Tracing Sucks - NFHN Reader

Distributed traces are such a compelling idea for debugging systems. What if you could fully understand the lifecycle of an operation, end to end? Lower fidelity than runtime profiling, but enough that every major operation is mapped out, and you can understand callers. Sounds great!

In practice, it’s an awful experience, you never can get the instrumentation just right, and the cost quickly becomes a burden.

#What is Tracing?

If you’ve not implemented tracing before, let’s talk about a few terms before we dive into why you should avoid it.

Trace ID is the shared identifier that gets passed between services. It is a GUID.
Span is a structured event within a trace (a single operation). It’s unique on (trace_id, span_id). When folks say tracing they often mean recording spans.
Context is a set of general structured attributes.

The most important part of tracing is the propagation of the Trace ID between services. In practice though this is also the most difficult problem, and there are a few reasons for that.

First, you often don’t control the abstractions, so implementing this propagation is hard. For example, you might be using a platform that hides some of these details from you, and finding a way to inject the outbound trace ID (instrumenting the spot where it calls the network service) is already difficult. You then also have to instrument the inbound receiver to make sure it follows the continuation correctly. Even more so, you’re left with the question of when do you propagate. If you have a worker system that fans out tasks, should those pass the trace ID or not? It’s entirely subjective, and it depends on the way you reason about your system, which leads us to our next concern.

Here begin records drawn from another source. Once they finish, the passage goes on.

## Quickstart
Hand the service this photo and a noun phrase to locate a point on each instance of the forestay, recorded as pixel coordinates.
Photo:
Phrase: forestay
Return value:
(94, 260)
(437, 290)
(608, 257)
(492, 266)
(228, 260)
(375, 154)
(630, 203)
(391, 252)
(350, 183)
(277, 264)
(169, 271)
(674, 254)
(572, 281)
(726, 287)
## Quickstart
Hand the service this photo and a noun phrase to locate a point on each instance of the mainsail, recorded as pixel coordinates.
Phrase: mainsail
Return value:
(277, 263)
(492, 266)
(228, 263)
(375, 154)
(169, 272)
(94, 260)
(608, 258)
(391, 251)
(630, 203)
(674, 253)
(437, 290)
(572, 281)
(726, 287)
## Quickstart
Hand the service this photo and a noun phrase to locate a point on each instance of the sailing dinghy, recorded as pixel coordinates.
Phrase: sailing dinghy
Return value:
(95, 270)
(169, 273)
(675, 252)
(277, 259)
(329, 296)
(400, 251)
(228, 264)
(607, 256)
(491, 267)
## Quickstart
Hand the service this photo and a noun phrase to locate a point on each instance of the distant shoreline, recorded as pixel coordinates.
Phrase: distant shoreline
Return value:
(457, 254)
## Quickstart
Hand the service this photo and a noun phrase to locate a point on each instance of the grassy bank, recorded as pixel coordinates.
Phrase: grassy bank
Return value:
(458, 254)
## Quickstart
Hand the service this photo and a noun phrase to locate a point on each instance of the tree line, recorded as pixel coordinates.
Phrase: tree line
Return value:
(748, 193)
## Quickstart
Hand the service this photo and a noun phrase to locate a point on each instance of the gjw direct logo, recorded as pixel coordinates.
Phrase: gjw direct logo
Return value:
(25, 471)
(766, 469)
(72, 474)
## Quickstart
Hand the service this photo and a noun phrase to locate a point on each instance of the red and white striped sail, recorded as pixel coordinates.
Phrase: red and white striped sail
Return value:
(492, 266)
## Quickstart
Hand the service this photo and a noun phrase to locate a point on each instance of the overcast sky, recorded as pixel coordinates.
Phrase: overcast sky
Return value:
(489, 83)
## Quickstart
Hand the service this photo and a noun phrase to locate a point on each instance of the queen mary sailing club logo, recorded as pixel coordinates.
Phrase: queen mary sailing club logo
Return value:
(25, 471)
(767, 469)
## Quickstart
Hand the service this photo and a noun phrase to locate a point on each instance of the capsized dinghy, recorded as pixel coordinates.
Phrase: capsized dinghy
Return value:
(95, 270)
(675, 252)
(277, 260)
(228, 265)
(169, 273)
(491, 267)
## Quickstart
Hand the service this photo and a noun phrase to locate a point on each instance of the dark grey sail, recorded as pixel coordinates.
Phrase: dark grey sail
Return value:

OpenTelemetry attempts to do auto instrumentation for you, but that auto instrumentation is often unreliable or doesn’t map to how you reason about your systems. It’s so painfully bad in the JavaScript ecosystem that I now opt out of almost all auto instrumentation and instead choose to do it myself. The problem is it’s very hard for vendors like us (Sentry) to ensure we have great instrumentation for every single library in the world, and OpenTelemetry’s attempt to standardize it has scarred the industry with bloated interfaces and packages. Suffice to say it’s an ugly mess, and manual instrumentation is the only real option you have.

Bringing us to another major point, instrumentation is just plain difficult. It requires you to have trace context everywhere with something like a thread local. You have to always have the parent span ID when you capture a new span (as well as the trace ID) to ensure things are accurately represented. In the abstract this doesn’t sound too bad, and it’s probably the least broken part of any tracing abstraction, but it’s still a lot of complexity, especially when you go back to the challenge of getting continuation right in frameworks.

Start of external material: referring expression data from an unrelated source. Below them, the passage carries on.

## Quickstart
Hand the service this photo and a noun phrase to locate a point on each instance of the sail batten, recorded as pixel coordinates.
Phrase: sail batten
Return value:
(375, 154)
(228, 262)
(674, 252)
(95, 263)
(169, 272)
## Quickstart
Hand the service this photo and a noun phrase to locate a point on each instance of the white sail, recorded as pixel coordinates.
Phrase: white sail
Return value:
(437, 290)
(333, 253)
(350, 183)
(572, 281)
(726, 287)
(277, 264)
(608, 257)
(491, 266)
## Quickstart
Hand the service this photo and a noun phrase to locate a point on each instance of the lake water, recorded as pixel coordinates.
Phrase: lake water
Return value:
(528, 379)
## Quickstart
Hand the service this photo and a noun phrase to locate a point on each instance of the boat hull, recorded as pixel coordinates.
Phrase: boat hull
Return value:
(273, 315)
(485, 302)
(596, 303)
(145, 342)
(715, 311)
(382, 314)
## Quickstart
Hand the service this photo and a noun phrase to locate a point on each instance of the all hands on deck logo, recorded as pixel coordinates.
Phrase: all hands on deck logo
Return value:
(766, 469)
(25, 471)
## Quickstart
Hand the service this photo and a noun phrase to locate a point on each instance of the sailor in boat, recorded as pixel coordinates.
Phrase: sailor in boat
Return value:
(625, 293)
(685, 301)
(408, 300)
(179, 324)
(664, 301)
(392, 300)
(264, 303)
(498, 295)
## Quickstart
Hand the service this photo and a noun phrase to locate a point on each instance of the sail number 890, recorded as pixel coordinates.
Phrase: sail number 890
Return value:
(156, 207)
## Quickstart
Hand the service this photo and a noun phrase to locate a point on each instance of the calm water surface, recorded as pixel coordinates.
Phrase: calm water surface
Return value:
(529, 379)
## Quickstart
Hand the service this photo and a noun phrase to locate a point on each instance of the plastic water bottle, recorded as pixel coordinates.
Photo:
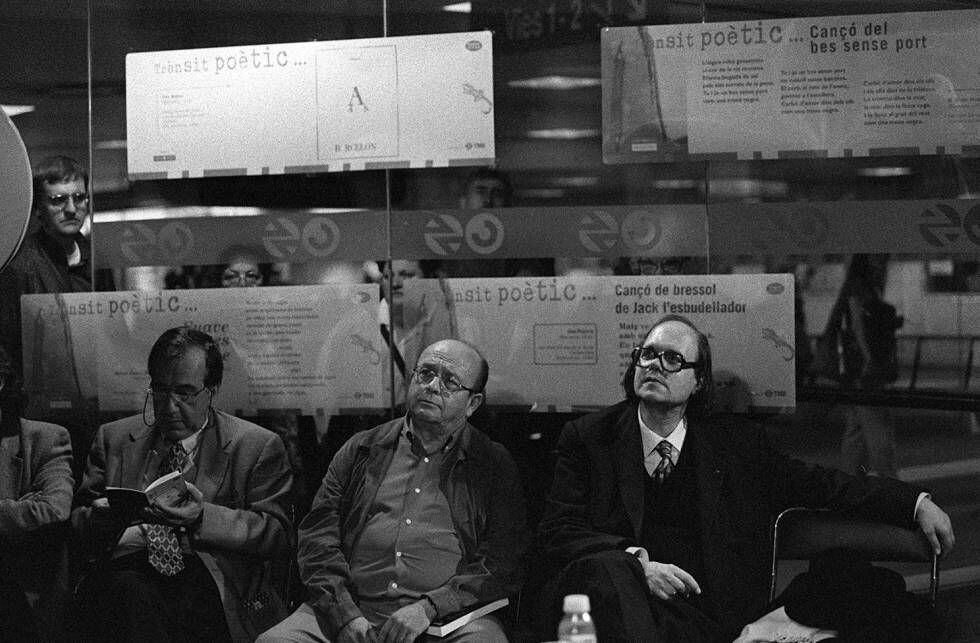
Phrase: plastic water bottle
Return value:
(576, 625)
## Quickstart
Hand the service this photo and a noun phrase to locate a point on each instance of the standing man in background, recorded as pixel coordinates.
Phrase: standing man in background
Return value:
(416, 518)
(54, 256)
(662, 514)
(200, 567)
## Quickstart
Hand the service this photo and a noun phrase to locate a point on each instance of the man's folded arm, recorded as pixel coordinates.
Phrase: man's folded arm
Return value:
(49, 500)
(566, 531)
(262, 526)
(323, 567)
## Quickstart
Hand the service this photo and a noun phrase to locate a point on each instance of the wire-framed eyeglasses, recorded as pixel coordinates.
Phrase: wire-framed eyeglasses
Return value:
(447, 381)
(670, 361)
(61, 200)
(161, 395)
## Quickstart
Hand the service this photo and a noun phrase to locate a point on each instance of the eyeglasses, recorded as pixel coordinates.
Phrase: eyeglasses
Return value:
(424, 376)
(248, 278)
(161, 395)
(670, 361)
(61, 200)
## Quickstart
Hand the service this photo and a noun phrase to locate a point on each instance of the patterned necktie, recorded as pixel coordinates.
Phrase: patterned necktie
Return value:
(162, 544)
(666, 465)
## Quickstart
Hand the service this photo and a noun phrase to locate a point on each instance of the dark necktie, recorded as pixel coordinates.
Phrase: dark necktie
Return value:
(666, 465)
(162, 544)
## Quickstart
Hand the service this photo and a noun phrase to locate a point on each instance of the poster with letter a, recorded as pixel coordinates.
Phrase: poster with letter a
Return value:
(334, 106)
(295, 347)
(565, 342)
(828, 87)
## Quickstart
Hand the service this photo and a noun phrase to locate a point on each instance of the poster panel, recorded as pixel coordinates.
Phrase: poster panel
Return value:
(15, 189)
(296, 347)
(410, 101)
(611, 231)
(563, 342)
(822, 87)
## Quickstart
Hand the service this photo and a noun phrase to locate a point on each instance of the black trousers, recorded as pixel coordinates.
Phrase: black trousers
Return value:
(622, 607)
(16, 617)
(129, 601)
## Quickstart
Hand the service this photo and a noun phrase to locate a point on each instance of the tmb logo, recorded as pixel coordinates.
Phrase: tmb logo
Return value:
(484, 233)
(445, 235)
(319, 237)
(600, 232)
(945, 226)
(143, 246)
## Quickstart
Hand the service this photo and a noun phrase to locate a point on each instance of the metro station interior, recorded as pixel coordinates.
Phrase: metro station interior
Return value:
(802, 216)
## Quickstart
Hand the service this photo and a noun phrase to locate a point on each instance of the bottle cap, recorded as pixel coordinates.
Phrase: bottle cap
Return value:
(576, 603)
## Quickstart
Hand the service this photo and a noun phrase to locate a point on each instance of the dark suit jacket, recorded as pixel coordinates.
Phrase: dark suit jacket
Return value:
(481, 484)
(597, 500)
(35, 498)
(243, 472)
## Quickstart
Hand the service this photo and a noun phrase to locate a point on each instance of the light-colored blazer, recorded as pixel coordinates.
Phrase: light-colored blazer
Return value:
(246, 534)
(35, 500)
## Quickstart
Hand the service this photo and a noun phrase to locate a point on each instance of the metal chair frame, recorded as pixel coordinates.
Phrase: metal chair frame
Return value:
(841, 532)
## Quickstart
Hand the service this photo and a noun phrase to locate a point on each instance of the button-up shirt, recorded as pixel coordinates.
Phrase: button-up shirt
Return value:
(408, 545)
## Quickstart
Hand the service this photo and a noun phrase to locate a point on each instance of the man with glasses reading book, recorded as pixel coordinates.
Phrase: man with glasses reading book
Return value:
(661, 514)
(416, 519)
(198, 565)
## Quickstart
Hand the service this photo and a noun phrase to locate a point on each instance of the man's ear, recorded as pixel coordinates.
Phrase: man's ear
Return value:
(476, 399)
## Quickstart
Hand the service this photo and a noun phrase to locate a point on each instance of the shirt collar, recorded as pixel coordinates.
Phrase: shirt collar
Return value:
(651, 439)
(190, 443)
(75, 256)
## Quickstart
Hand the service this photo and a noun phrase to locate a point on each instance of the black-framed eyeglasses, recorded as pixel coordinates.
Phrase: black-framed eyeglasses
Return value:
(161, 395)
(670, 361)
(61, 200)
(447, 381)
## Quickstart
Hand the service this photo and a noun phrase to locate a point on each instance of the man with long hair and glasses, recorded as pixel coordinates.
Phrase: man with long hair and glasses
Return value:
(416, 518)
(199, 566)
(662, 514)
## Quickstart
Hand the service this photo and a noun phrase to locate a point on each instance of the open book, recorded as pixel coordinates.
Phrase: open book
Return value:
(452, 622)
(130, 502)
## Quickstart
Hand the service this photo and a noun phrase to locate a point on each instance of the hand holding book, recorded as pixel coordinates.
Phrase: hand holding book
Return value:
(169, 500)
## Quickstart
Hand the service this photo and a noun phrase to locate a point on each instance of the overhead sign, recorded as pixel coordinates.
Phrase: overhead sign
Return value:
(298, 347)
(565, 342)
(278, 236)
(613, 231)
(924, 227)
(15, 190)
(828, 87)
(411, 101)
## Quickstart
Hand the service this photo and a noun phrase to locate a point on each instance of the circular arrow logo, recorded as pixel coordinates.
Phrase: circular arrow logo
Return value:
(484, 233)
(443, 234)
(174, 241)
(598, 232)
(321, 237)
(281, 238)
(641, 230)
(138, 244)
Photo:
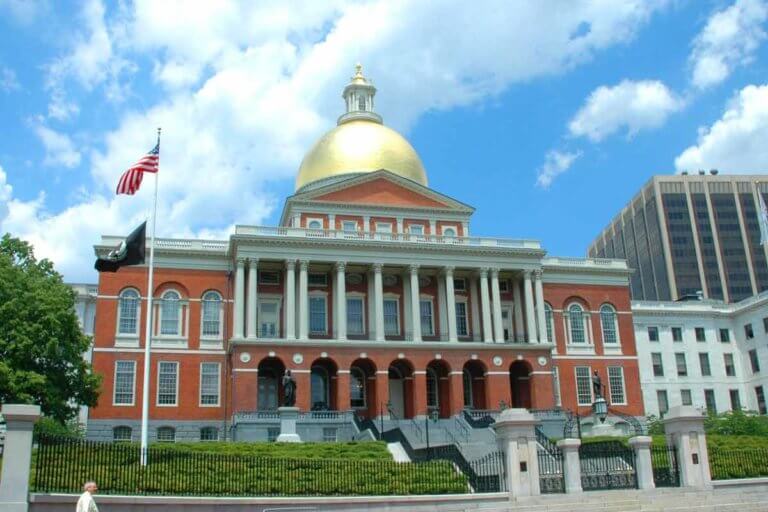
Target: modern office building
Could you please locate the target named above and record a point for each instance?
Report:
(691, 233)
(703, 353)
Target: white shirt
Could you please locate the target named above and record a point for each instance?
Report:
(86, 503)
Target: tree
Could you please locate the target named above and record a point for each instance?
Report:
(41, 344)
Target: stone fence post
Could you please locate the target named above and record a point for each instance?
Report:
(516, 434)
(643, 464)
(571, 464)
(17, 456)
(684, 427)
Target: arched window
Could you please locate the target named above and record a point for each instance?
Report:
(357, 389)
(608, 323)
(170, 313)
(549, 321)
(166, 434)
(121, 433)
(129, 312)
(211, 314)
(576, 317)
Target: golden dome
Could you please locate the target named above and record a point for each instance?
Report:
(360, 146)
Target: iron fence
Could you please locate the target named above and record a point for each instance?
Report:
(666, 472)
(62, 465)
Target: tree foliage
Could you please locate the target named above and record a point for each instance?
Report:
(41, 344)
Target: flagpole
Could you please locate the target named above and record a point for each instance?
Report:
(148, 335)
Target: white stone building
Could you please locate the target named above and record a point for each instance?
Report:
(703, 353)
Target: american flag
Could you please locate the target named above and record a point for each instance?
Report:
(130, 181)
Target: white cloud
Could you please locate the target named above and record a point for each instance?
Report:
(555, 163)
(630, 105)
(59, 149)
(250, 86)
(736, 143)
(728, 40)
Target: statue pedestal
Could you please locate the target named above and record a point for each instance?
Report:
(288, 417)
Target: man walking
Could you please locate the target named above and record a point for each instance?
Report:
(86, 502)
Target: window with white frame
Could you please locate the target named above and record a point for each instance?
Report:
(427, 319)
(462, 328)
(170, 314)
(211, 315)
(391, 317)
(576, 319)
(355, 316)
(209, 384)
(167, 383)
(318, 314)
(616, 385)
(583, 385)
(125, 382)
(608, 323)
(128, 311)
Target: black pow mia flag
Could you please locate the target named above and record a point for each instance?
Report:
(129, 252)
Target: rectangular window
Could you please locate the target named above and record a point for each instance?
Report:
(461, 319)
(754, 361)
(269, 277)
(706, 371)
(735, 399)
(661, 397)
(318, 317)
(658, 365)
(760, 395)
(125, 382)
(730, 369)
(709, 400)
(355, 321)
(167, 382)
(583, 385)
(616, 384)
(391, 317)
(209, 383)
(427, 323)
(317, 279)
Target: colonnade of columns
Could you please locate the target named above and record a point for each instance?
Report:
(528, 302)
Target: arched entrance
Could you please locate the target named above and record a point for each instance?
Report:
(362, 388)
(271, 370)
(520, 384)
(401, 388)
(473, 383)
(322, 382)
(438, 388)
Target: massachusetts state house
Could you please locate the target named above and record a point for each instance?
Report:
(376, 295)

Lastly, the volume and cost of data are obscene, and the value you get out of it is hard to justify. The solution to all telemetry problems is sampling, but how do you sample a trace? Ask yourself that question. I don’t have the answer, because it’s also subjective and some variations are technically not feasible. Sample on the Trace ID you might think. Sounds great! What if the trace is active for weeks? How do you do that reliably? What if you’re not literally just randomly sampling on trace IDs and are using a component (“enterprise customers”) and need the complete trace from those customers?

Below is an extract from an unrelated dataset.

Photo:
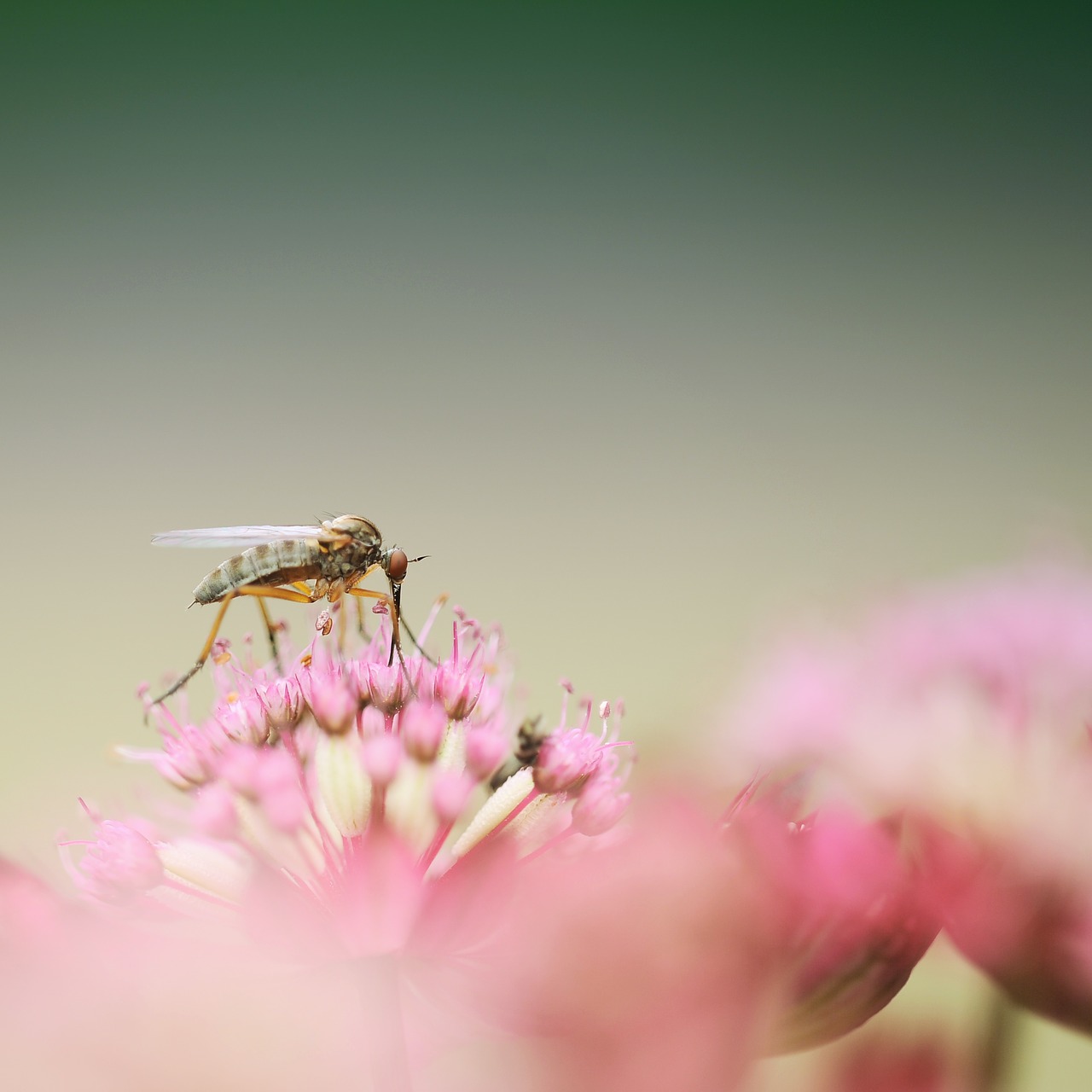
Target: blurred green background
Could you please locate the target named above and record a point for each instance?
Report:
(658, 328)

There’s a variety of other nitpicks and growing complexity when you try to adopt tracing, but if you’re not already deep into it it’s just going to overload your brain (search Span Events, Span Links, or just look at the OpenTelemetry docs to get an idea). It’s exhausting.

#What do we do?

I think the best answer for most folks is to simply avoid using it, at least in the traditional sense.

Think about what you want out of traces? You’re mostly using them as structured logs. You’re mostly debugging problems. There are a few things they push that are valuable, and you can gain the benefit of those concerns while avoiding a lot of the complexity:

You want semantic conventions. These add a lot of value just for consistency in your systems, and for vendors to translate meaning out of things. This is (IMO) the single most valuable thing OpenTelemetry has delivered.
Trace propagation is extremely valuable, but you need to ensure your system is still usable without it. That means make an effort to map requests across systems, but also create a constraint to not require it (this will help with ensuring you can approach sampling more cheaply).
Structured logs - or events - are really the primary goal here. There’s no reason you shouldn’t already be using them, and then tracing becomes as simple as adding a trace_id attribute to every log entry (and a span_id if you so desire). This isn’t a new idea, we’ve had request_id patterns for decades!

Sentry’s approach actually hedges on all of this. We decided to apply trace continuation (the best we can, it’s still far from perfect) everywhere. Every dataset we curate has trace properties attached to it, which means any event (spans, logs, metrics, errors) can be “traced” if you will, even if you don’t jump through hoops to collect spans.

That means you can completely opt out, and my advice to you is to do that, and use logs instead.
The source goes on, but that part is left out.